Reality (II) (2012)
7/10
A portrait of human nature
24 November 2014
When I started watching this movie I thought "Well, the director is Garrone and the movie is set in Naples, so it must be a copy of Gomorrah or something like that". Instead I was surprised of how Garrone nicely brought up another aspect of Naples and its inhabitants. The setting is a poor neighborhood in the Italian port city and the main character is Luciano, a fishmonger and father of two children. His daily life is ordinary and uneventful and he struggles to earn money through his first job and his second one which consists in cheating people by selling them some cleaning devices. Everything could change when he has the opportunity to participate to the Big Brother rehearsals where he can exploit his qualities as entertainer.
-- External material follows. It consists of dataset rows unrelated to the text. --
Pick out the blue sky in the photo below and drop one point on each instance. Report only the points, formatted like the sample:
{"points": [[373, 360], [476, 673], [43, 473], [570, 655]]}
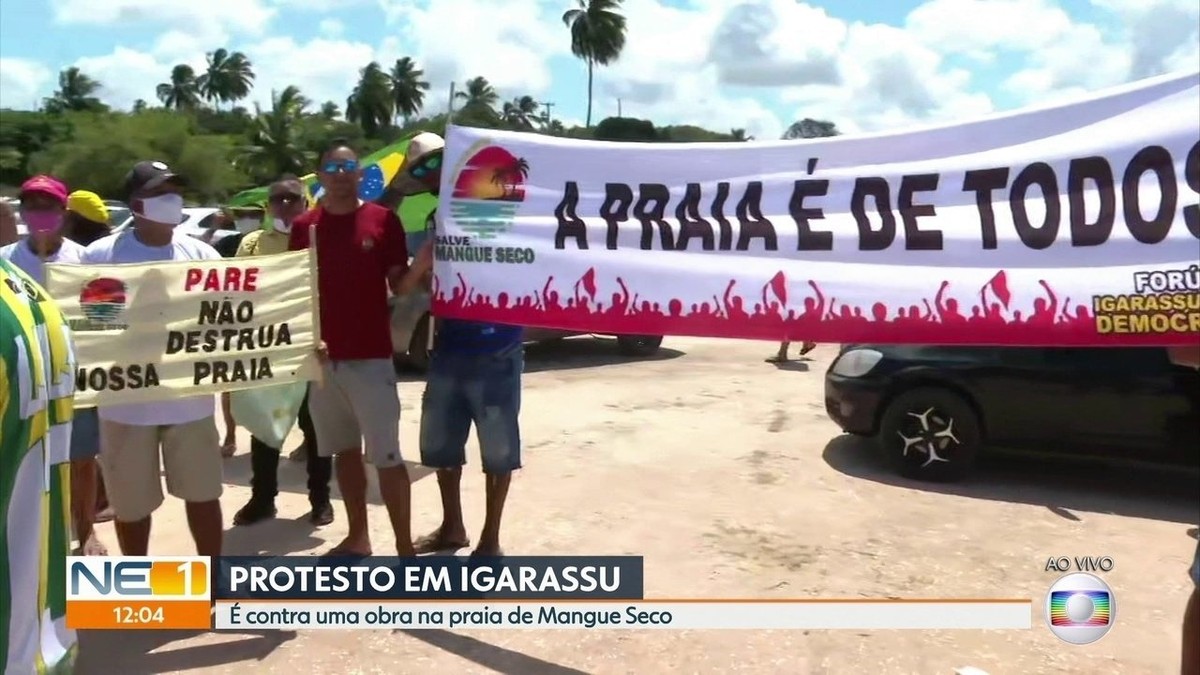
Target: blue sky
{"points": [[721, 64]]}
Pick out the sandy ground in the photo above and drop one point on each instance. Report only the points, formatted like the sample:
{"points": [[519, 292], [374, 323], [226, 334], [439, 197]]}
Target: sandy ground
{"points": [[725, 473]]}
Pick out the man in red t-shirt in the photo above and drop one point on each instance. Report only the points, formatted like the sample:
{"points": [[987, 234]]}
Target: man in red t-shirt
{"points": [[360, 254]]}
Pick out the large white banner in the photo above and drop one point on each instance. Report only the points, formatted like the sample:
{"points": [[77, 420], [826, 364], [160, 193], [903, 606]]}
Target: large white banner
{"points": [[153, 332], [1069, 225]]}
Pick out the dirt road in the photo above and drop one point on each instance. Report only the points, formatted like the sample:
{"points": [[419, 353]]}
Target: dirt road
{"points": [[726, 476]]}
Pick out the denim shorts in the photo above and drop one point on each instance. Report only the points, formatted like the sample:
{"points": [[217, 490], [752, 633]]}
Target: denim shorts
{"points": [[84, 434], [465, 389], [1195, 566]]}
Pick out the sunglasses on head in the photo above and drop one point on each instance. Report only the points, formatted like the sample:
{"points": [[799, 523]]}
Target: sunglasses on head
{"points": [[340, 166], [283, 199], [426, 166]]}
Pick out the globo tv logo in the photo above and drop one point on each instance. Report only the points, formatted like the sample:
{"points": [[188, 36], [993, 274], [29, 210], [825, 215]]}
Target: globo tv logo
{"points": [[137, 578]]}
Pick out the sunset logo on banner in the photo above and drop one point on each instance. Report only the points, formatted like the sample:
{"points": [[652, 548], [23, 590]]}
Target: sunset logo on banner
{"points": [[489, 187], [102, 300]]}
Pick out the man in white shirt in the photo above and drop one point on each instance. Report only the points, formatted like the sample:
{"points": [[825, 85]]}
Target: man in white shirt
{"points": [[43, 207], [184, 430]]}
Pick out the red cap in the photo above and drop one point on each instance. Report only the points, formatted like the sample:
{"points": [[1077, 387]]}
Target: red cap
{"points": [[46, 185]]}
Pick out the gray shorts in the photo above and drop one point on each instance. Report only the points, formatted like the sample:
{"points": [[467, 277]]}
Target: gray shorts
{"points": [[357, 405]]}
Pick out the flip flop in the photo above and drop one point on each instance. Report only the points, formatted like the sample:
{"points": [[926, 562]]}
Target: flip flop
{"points": [[342, 551], [435, 543]]}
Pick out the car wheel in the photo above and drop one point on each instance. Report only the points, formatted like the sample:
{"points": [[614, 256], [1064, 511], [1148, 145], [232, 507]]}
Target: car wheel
{"points": [[931, 434], [419, 345], [639, 345]]}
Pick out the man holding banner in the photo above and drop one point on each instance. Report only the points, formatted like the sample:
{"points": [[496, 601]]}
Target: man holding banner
{"points": [[360, 254], [286, 203], [474, 378], [184, 430]]}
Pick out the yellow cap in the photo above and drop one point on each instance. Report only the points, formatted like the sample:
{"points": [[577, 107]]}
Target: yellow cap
{"points": [[88, 204]]}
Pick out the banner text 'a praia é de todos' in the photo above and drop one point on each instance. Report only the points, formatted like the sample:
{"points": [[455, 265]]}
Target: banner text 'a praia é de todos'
{"points": [[1069, 225], [153, 332]]}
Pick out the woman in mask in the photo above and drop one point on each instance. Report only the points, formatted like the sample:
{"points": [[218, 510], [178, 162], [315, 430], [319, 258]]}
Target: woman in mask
{"points": [[7, 223], [87, 217], [43, 208], [287, 203]]}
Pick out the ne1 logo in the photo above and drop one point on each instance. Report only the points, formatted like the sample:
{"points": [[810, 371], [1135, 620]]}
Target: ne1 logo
{"points": [[137, 578]]}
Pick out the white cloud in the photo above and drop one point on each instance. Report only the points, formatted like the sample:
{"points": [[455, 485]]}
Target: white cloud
{"points": [[209, 21], [720, 64], [23, 83], [331, 28]]}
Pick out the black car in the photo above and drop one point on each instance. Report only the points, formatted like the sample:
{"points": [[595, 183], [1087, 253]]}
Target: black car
{"points": [[934, 407]]}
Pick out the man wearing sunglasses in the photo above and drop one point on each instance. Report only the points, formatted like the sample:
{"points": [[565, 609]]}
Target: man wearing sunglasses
{"points": [[360, 254], [286, 203], [474, 377]]}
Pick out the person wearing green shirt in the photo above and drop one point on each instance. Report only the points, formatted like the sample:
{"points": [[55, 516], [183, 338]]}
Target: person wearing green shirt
{"points": [[36, 406]]}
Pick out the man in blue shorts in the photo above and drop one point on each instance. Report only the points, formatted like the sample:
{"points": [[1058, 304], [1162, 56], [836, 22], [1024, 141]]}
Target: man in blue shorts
{"points": [[474, 377]]}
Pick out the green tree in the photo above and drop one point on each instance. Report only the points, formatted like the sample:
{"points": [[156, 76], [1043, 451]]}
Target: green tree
{"points": [[598, 36], [102, 147], [183, 93], [625, 129], [330, 111], [521, 113], [371, 103], [275, 147], [77, 93], [228, 77], [809, 127], [408, 88]]}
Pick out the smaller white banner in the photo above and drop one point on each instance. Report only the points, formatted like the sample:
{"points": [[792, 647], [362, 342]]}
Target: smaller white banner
{"points": [[702, 615]]}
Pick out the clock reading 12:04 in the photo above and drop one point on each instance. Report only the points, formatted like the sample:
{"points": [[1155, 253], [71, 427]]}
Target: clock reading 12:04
{"points": [[135, 614]]}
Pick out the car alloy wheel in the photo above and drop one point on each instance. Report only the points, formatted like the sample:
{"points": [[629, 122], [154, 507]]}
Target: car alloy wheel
{"points": [[929, 434]]}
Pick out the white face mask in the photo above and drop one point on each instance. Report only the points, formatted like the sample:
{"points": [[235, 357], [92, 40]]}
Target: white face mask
{"points": [[247, 225], [167, 209]]}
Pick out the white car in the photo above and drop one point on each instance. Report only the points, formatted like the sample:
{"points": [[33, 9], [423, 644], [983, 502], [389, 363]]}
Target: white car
{"points": [[197, 222]]}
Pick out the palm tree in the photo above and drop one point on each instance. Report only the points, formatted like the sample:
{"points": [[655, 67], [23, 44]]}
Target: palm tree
{"points": [[408, 88], [809, 127], [521, 112], [76, 93], [511, 175], [228, 77], [329, 111], [183, 93], [371, 103], [275, 148], [479, 95], [598, 36]]}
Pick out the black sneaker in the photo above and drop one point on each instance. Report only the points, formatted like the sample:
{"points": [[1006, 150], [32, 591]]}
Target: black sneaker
{"points": [[256, 511], [322, 514]]}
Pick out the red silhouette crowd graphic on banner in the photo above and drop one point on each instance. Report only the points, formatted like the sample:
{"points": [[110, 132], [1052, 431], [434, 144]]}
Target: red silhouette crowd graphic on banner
{"points": [[937, 318]]}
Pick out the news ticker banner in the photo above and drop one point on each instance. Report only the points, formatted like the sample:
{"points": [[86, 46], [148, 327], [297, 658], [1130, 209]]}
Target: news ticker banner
{"points": [[585, 592]]}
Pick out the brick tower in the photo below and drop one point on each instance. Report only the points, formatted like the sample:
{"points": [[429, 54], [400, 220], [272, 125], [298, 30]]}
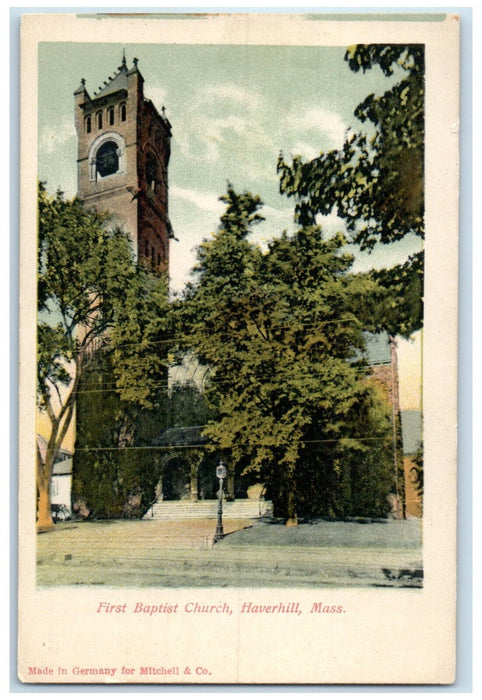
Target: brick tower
{"points": [[123, 155]]}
His certainty of making it to the show is so strong that he becomes paranoid about people of the Big Brother casting staff spying on him to see if he's really a character as he claims to be in everyday life. He does many crazy things like selling his fishmonger activity and doling out his personal belongings to poor people in order to impress the alleged casting personnel following him. His mental condition soon worsens and develops into craziness which of course affects inevitably his family life. What I liked best about this movie is how Garrone underlines how miserable everyday life can be and how everyone is in search of the big opportunity to get out of misery. This however can lead to ruining personal and family life. I also appreciated how the director shows how some feelings and actions can be so evidently false as that of Luciano of being overly generous with poor people only for personal purposes. One last thing I would like to mark is Garrone's style of shooting, which was quite like that of Gomorrah, that's very simple and with seemingly amateur close shootings. Compared to Gomorrah however I would say that he wanted to give a more dreamy touch and also something Fellinesque: in one scene Luciano comes back home from the Big Brother rehearsal in Rome and, in the beautifully lit neighborhood, he's welcomed by his neighbors as a hero. In the next scene the neighborhood is showed in daytime during its normal daily activity, presenting all its simplicity and misery. Therefore an evident contrast is shown between dream and reality.